От борти к борти, к борти… Вверх по лесине, вниз… Присел под деревом и развернул тряпицу. Закусил ломкой краюхой, да и уронил голову на кулак.
Дедова наука и зрелого мужа умает. А Радко хоть и телом велик, да в перьях не велик. А и те, что нарасти успели пух, не перья. Видимость одна.
А уж наука дедова!
Порой глянешь на Врана со стороны и не подумаешь, что волхв. По следу, что зверя скрадывать, что человека, все едино. И все ловко у него выходит. Только не стрелой, не копьем не тронет. Махнет рукой, мол, давай, уноси ноги, пока не рассерчал. Без надобности ты мне ныне.

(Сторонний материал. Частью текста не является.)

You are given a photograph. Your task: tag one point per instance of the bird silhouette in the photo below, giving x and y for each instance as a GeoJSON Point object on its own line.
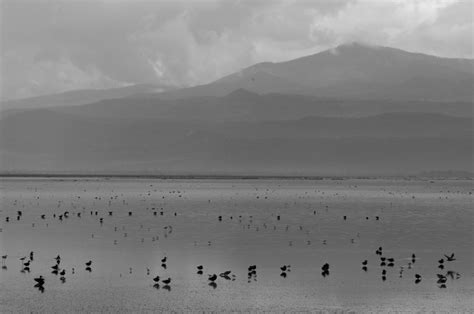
{"type": "Point", "coordinates": [450, 258]}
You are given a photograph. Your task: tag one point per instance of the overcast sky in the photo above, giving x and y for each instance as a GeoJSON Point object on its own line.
{"type": "Point", "coordinates": [58, 45]}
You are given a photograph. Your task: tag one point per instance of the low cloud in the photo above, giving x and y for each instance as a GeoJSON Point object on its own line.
{"type": "Point", "coordinates": [58, 45]}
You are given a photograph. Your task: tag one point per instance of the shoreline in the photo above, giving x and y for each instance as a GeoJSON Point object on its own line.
{"type": "Point", "coordinates": [226, 177]}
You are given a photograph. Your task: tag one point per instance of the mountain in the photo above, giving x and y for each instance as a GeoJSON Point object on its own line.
{"type": "Point", "coordinates": [353, 110]}
{"type": "Point", "coordinates": [80, 97]}
{"type": "Point", "coordinates": [50, 141]}
{"type": "Point", "coordinates": [351, 71]}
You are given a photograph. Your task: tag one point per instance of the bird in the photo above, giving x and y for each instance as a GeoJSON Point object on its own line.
{"type": "Point", "coordinates": [285, 267]}
{"type": "Point", "coordinates": [225, 274]}
{"type": "Point", "coordinates": [212, 277]}
{"type": "Point", "coordinates": [441, 278]}
{"type": "Point", "coordinates": [450, 258]}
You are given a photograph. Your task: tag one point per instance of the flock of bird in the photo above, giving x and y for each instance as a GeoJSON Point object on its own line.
{"type": "Point", "coordinates": [165, 283]}
{"type": "Point", "coordinates": [385, 262]}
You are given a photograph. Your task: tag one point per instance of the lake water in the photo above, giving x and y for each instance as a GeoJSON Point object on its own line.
{"type": "Point", "coordinates": [267, 223]}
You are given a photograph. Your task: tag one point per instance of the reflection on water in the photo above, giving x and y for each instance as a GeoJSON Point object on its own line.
{"type": "Point", "coordinates": [150, 245]}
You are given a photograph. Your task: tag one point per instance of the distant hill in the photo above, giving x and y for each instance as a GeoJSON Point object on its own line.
{"type": "Point", "coordinates": [51, 141]}
{"type": "Point", "coordinates": [352, 71]}
{"type": "Point", "coordinates": [352, 110]}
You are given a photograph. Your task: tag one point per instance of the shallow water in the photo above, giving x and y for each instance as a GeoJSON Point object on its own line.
{"type": "Point", "coordinates": [422, 217]}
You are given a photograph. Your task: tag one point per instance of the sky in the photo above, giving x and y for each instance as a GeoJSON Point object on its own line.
{"type": "Point", "coordinates": [51, 46]}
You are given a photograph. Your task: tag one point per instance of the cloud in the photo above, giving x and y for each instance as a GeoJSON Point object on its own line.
{"type": "Point", "coordinates": [56, 45]}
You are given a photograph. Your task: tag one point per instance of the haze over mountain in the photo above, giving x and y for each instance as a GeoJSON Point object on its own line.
{"type": "Point", "coordinates": [392, 112]}
{"type": "Point", "coordinates": [80, 97]}
{"type": "Point", "coordinates": [352, 71]}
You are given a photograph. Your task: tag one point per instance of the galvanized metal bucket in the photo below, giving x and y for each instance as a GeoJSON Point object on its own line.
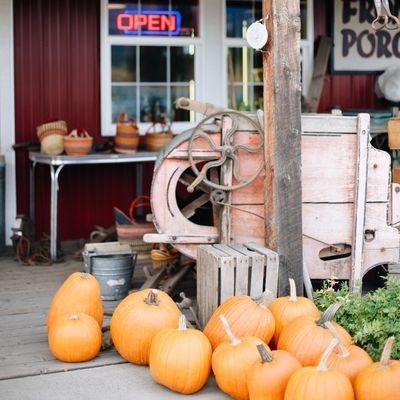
{"type": "Point", "coordinates": [112, 264]}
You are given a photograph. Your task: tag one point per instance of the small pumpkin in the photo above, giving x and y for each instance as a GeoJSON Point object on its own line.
{"type": "Point", "coordinates": [246, 318]}
{"type": "Point", "coordinates": [80, 293]}
{"type": "Point", "coordinates": [180, 359]}
{"type": "Point", "coordinates": [317, 383]}
{"type": "Point", "coordinates": [232, 360]}
{"type": "Point", "coordinates": [306, 339]}
{"type": "Point", "coordinates": [286, 309]}
{"type": "Point", "coordinates": [381, 380]}
{"type": "Point", "coordinates": [138, 319]}
{"type": "Point", "coordinates": [350, 360]}
{"type": "Point", "coordinates": [267, 380]}
{"type": "Point", "coordinates": [74, 338]}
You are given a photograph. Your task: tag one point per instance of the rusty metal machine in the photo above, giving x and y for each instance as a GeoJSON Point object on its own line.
{"type": "Point", "coordinates": [208, 187]}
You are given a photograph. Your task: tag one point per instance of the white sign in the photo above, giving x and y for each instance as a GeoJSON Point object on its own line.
{"type": "Point", "coordinates": [358, 48]}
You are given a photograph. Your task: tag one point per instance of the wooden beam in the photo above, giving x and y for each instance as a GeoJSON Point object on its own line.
{"type": "Point", "coordinates": [282, 111]}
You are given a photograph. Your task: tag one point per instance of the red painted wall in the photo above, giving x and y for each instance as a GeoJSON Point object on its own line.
{"type": "Point", "coordinates": [347, 91]}
{"type": "Point", "coordinates": [57, 76]}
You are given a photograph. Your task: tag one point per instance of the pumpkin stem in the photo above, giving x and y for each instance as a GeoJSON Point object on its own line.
{"type": "Point", "coordinates": [342, 348]}
{"type": "Point", "coordinates": [322, 366]}
{"type": "Point", "coordinates": [387, 351]}
{"type": "Point", "coordinates": [293, 292]}
{"type": "Point", "coordinates": [264, 354]}
{"type": "Point", "coordinates": [152, 298]}
{"type": "Point", "coordinates": [329, 314]}
{"type": "Point", "coordinates": [182, 323]}
{"type": "Point", "coordinates": [234, 340]}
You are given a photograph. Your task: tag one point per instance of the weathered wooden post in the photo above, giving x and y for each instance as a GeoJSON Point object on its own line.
{"type": "Point", "coordinates": [282, 110]}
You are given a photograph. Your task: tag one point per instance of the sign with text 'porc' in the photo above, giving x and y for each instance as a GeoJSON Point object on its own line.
{"type": "Point", "coordinates": [358, 48]}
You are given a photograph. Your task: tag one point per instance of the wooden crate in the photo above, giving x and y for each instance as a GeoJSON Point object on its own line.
{"type": "Point", "coordinates": [224, 271]}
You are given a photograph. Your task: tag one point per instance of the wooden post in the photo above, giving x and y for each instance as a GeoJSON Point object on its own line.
{"type": "Point", "coordinates": [282, 111]}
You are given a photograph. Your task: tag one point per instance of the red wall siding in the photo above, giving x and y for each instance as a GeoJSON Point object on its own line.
{"type": "Point", "coordinates": [57, 76]}
{"type": "Point", "coordinates": [348, 91]}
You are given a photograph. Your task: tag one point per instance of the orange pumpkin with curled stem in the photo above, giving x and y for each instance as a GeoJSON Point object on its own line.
{"type": "Point", "coordinates": [319, 383]}
{"type": "Point", "coordinates": [180, 359]}
{"type": "Point", "coordinates": [306, 339]}
{"type": "Point", "coordinates": [268, 378]}
{"type": "Point", "coordinates": [381, 380]}
{"type": "Point", "coordinates": [232, 360]}
{"type": "Point", "coordinates": [350, 360]}
{"type": "Point", "coordinates": [286, 309]}
{"type": "Point", "coordinates": [246, 318]}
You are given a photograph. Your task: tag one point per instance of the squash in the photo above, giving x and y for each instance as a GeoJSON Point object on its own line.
{"type": "Point", "coordinates": [246, 318]}
{"type": "Point", "coordinates": [137, 320]}
{"type": "Point", "coordinates": [267, 380]}
{"type": "Point", "coordinates": [74, 338]}
{"type": "Point", "coordinates": [80, 293]}
{"type": "Point", "coordinates": [286, 309]}
{"type": "Point", "coordinates": [180, 359]}
{"type": "Point", "coordinates": [381, 380]}
{"type": "Point", "coordinates": [350, 360]}
{"type": "Point", "coordinates": [306, 339]}
{"type": "Point", "coordinates": [232, 360]}
{"type": "Point", "coordinates": [319, 383]}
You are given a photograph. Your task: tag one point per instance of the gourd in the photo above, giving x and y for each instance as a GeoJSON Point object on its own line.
{"type": "Point", "coordinates": [350, 360]}
{"type": "Point", "coordinates": [74, 338]}
{"type": "Point", "coordinates": [246, 318]}
{"type": "Point", "coordinates": [286, 309]}
{"type": "Point", "coordinates": [306, 339]}
{"type": "Point", "coordinates": [317, 383]}
{"type": "Point", "coordinates": [267, 380]}
{"type": "Point", "coordinates": [381, 380]}
{"type": "Point", "coordinates": [232, 360]}
{"type": "Point", "coordinates": [137, 320]}
{"type": "Point", "coordinates": [180, 359]}
{"type": "Point", "coordinates": [80, 293]}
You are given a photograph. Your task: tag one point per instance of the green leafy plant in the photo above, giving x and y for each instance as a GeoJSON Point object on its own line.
{"type": "Point", "coordinates": [370, 319]}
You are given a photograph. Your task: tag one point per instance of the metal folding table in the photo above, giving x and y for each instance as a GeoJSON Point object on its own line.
{"type": "Point", "coordinates": [57, 163]}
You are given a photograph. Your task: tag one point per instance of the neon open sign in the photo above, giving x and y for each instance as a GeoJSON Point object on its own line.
{"type": "Point", "coordinates": [132, 22]}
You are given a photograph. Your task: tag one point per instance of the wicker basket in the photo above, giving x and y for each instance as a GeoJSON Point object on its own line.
{"type": "Point", "coordinates": [51, 136]}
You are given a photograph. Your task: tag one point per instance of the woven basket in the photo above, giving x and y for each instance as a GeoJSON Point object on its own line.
{"type": "Point", "coordinates": [51, 136]}
{"type": "Point", "coordinates": [127, 137]}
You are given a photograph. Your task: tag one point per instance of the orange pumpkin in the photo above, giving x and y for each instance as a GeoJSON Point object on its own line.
{"type": "Point", "coordinates": [74, 338]}
{"type": "Point", "coordinates": [350, 360]}
{"type": "Point", "coordinates": [286, 309]}
{"type": "Point", "coordinates": [319, 383]}
{"type": "Point", "coordinates": [80, 293]}
{"type": "Point", "coordinates": [381, 380]}
{"type": "Point", "coordinates": [246, 318]}
{"type": "Point", "coordinates": [137, 320]}
{"type": "Point", "coordinates": [267, 380]}
{"type": "Point", "coordinates": [180, 359]}
{"type": "Point", "coordinates": [232, 360]}
{"type": "Point", "coordinates": [306, 339]}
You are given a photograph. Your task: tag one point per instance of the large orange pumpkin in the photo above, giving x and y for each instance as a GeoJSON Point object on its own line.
{"type": "Point", "coordinates": [267, 380]}
{"type": "Point", "coordinates": [381, 380]}
{"type": "Point", "coordinates": [80, 293]}
{"type": "Point", "coordinates": [286, 309]}
{"type": "Point", "coordinates": [350, 360]}
{"type": "Point", "coordinates": [180, 359]}
{"type": "Point", "coordinates": [319, 383]}
{"type": "Point", "coordinates": [137, 320]}
{"type": "Point", "coordinates": [232, 360]}
{"type": "Point", "coordinates": [75, 338]}
{"type": "Point", "coordinates": [245, 317]}
{"type": "Point", "coordinates": [306, 339]}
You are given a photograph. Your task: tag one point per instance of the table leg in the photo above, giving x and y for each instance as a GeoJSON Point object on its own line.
{"type": "Point", "coordinates": [54, 173]}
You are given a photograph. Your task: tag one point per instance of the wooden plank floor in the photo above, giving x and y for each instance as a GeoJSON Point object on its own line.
{"type": "Point", "coordinates": [25, 295]}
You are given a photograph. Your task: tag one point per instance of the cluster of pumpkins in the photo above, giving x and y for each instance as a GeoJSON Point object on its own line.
{"type": "Point", "coordinates": [314, 360]}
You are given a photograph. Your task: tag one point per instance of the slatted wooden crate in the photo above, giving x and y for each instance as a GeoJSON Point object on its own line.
{"type": "Point", "coordinates": [224, 271]}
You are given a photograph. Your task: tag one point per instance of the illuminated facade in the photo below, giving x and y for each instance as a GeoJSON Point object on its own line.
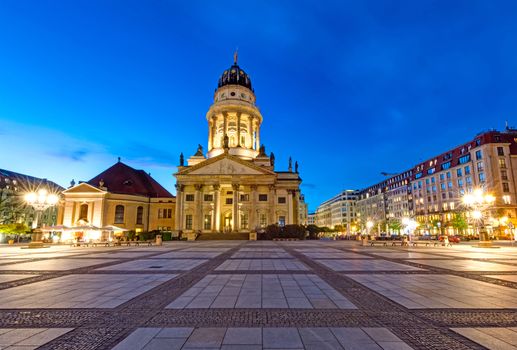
{"type": "Point", "coordinates": [120, 196]}
{"type": "Point", "coordinates": [431, 192]}
{"type": "Point", "coordinates": [234, 187]}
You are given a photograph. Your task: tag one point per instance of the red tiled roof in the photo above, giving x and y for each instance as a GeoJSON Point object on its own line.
{"type": "Point", "coordinates": [121, 178]}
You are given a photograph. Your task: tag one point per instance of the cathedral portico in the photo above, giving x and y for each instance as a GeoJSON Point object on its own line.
{"type": "Point", "coordinates": [235, 187]}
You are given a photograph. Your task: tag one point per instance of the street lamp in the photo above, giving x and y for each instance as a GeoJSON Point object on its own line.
{"type": "Point", "coordinates": [369, 225]}
{"type": "Point", "coordinates": [478, 202]}
{"type": "Point", "coordinates": [40, 201]}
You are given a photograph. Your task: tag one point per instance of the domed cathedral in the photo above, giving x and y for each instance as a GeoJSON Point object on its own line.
{"type": "Point", "coordinates": [234, 187]}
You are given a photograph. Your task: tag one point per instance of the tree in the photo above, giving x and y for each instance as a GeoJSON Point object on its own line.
{"type": "Point", "coordinates": [395, 225]}
{"type": "Point", "coordinates": [14, 229]}
{"type": "Point", "coordinates": [339, 228]}
{"type": "Point", "coordinates": [459, 223]}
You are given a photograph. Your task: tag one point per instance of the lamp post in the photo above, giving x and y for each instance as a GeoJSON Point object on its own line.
{"type": "Point", "coordinates": [40, 201]}
{"type": "Point", "coordinates": [478, 202]}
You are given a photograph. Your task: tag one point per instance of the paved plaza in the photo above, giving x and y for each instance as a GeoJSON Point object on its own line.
{"type": "Point", "coordinates": [258, 295]}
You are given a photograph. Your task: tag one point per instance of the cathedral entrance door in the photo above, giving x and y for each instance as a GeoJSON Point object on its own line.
{"type": "Point", "coordinates": [228, 223]}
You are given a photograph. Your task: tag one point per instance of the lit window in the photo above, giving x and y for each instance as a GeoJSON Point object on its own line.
{"type": "Point", "coordinates": [188, 221]}
{"type": "Point", "coordinates": [139, 215]}
{"type": "Point", "coordinates": [119, 214]}
{"type": "Point", "coordinates": [207, 224]}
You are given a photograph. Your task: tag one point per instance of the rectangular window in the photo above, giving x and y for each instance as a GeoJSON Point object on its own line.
{"type": "Point", "coordinates": [244, 221]}
{"type": "Point", "coordinates": [464, 159]}
{"type": "Point", "coordinates": [188, 221]}
{"type": "Point", "coordinates": [207, 222]}
{"type": "Point", "coordinates": [263, 220]}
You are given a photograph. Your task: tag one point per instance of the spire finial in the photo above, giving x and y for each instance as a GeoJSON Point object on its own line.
{"type": "Point", "coordinates": [235, 56]}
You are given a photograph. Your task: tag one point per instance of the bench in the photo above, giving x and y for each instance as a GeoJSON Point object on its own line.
{"type": "Point", "coordinates": [104, 243]}
{"type": "Point", "coordinates": [384, 243]}
{"type": "Point", "coordinates": [148, 242]}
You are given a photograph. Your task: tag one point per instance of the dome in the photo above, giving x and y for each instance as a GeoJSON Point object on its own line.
{"type": "Point", "coordinates": [235, 75]}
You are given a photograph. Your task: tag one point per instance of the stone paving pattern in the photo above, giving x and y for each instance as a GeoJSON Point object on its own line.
{"type": "Point", "coordinates": [258, 295]}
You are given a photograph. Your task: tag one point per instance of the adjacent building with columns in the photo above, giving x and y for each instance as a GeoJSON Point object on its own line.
{"type": "Point", "coordinates": [234, 187]}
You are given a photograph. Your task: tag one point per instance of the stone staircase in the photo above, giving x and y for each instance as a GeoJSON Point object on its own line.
{"type": "Point", "coordinates": [242, 236]}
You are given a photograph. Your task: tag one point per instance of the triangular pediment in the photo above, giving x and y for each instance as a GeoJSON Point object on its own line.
{"type": "Point", "coordinates": [83, 188]}
{"type": "Point", "coordinates": [225, 164]}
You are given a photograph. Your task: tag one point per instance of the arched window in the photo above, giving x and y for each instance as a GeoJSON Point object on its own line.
{"type": "Point", "coordinates": [119, 214]}
{"type": "Point", "coordinates": [139, 215]}
{"type": "Point", "coordinates": [83, 212]}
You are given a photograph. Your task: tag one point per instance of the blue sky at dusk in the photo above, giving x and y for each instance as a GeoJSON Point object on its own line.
{"type": "Point", "coordinates": [349, 89]}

А стрелы метать или копье, это уж Радко. И ножом бить. Зим же десять тому, вытесал две палицы, округлил топором, теслом прошелся, острым камешком оскоблил…
— Это, Радко, тебе пока вместо меча будет. Раз портки носишь, так и мечом владеть должен. Не всякого ворога и не всякий оберег остановит.
— А почему ты меня, дедко, Радогором да Радком кличешь, когда я Ольх? — Как-то заикнулся он.
— Ольхом покличут, покличут да и забудут. А Радогор останется. Чуешь, какая силища кроется в имени сем? Так и вижу, как горы горбятся, дыбятся и вздымаются до небес, чтобы обозреть с той выси землицу нашу, а придется, так и лад управит.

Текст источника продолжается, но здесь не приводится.